The threshold cycle num bers for each PCR products were Lenalidomide determined, and the relative expression levels for all genes were obtained using the 2 Ct calculation. To measure the transcript levels of four composite Zea mays plasma membrane H ATPases, we used a degenerated primer pair for the ZmMHA gene de signed by Geilfus et al. Zea mays xyloglucan endo transglucosylase homolog 1 was used as a representative to study xyloglucan endotransglucosylase. Quantitative RT PCR primers were designed by Primer BLAST to amplify about 200 bp fragments. Preliminary experiments were done to ensure the amplifi cation of a single PCR product for the analyzed gene and standard curves were generated for each primer set to de termine their efficiency. The sequences and the PCR effi ciencies of the primers used for quantitative RT PCR are listed in Table 1.
In the preliminary experiment, Inhibitors,Modulators,Libraries we also tested the expression of three common reference genes such as Actin, 18S rRNA and UBQ, in the control and 200 mM NaCl treated seedlings, and we observed that actin transcription was the most stable as the CT value of actin did not vary much at the same content of DNA template between the control and treated groups. The beta actin gene was used as a reference gene, also because some publica tions reported that its expression in maize roots is litt le affected by salt stress. RT PCR was repeated three times for each sample from three independent experiments. Chromatin immunoprecipitation ChIP assays were performed using standard procedures.
Six day old maize seedlings were further grown in 1/2 Hoaglands nutrient solution with or without 200 mM NaCl for 48 h and 20 g fresh samples were ground to powder in liquid N2, suspended in TBS buffer, then filtered, washed twice by different concentration of sucrose Inhibitors,Modulators,Libraries solution, and centrifuged. Equal amounts of chromatin extract was digested into 200 500 Inhibitors,Modulators,Libraries bp with micrococcal nuclease at 37 C for 10 min. Chromatin was precleared with protein A sepharose at 4 C for 3 h and then Inhibitors,Modulators,Libraries incu bated over night at 4 C with 10 ul anti H3K9Ac and 10 ul rabbit serum. After immunoprecipitation, the extracts were gradient eluted by different concentrations of NaCl solutions, once with a low salt buffer, then once with a middle salt buffer, and finally once with a high salt buffer, and centrifuged.

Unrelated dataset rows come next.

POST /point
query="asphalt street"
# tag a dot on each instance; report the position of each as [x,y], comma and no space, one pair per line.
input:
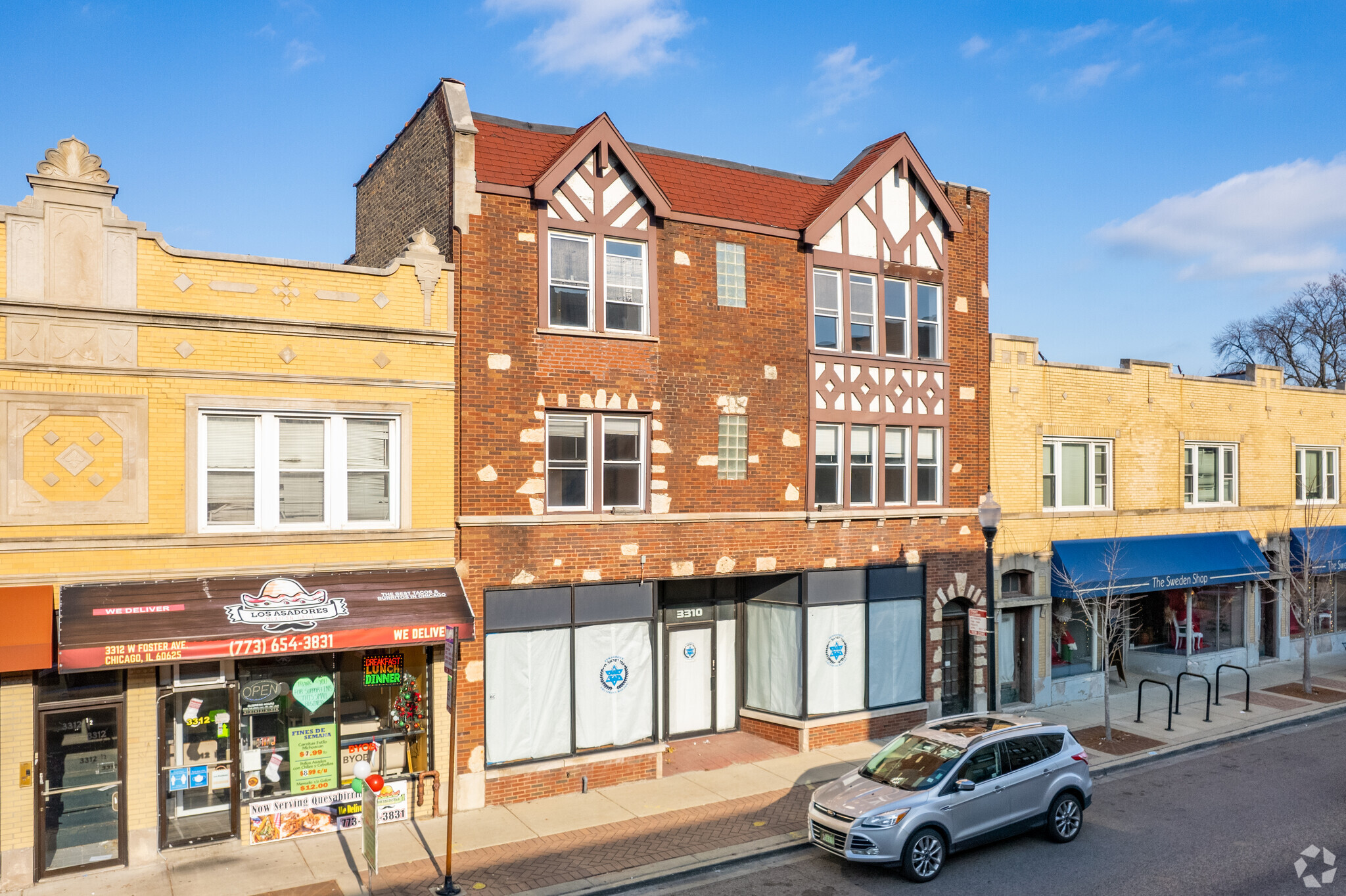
[1229,820]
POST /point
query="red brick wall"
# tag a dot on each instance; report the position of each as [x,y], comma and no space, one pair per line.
[516,789]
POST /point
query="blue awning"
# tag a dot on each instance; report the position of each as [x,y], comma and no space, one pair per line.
[1154,563]
[1322,547]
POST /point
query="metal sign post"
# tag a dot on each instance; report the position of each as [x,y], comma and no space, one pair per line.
[449,887]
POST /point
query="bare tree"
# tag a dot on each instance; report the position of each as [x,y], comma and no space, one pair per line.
[1307,596]
[1108,611]
[1306,335]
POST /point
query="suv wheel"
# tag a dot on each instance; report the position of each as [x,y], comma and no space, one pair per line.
[922,857]
[1063,818]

Subsequently, the precipitations were eluted twice with an elution buffer at 65 C for 15 min, and centrifuged to collect the supernatant. Next, the DNA in Inhibitors,Modulators,Libraries the supernatant was extracted with a standard procedure to perform quantitative real time polymerase chain reac tion with the SYBR Green Real time PCR Master add to your list Mix. The beta actin gene as a con trol gene was used for normalization of ChIP QPCR, which can be reliably used with high quality measurements. The extract precipitated with rabbit serum was used as a negative control.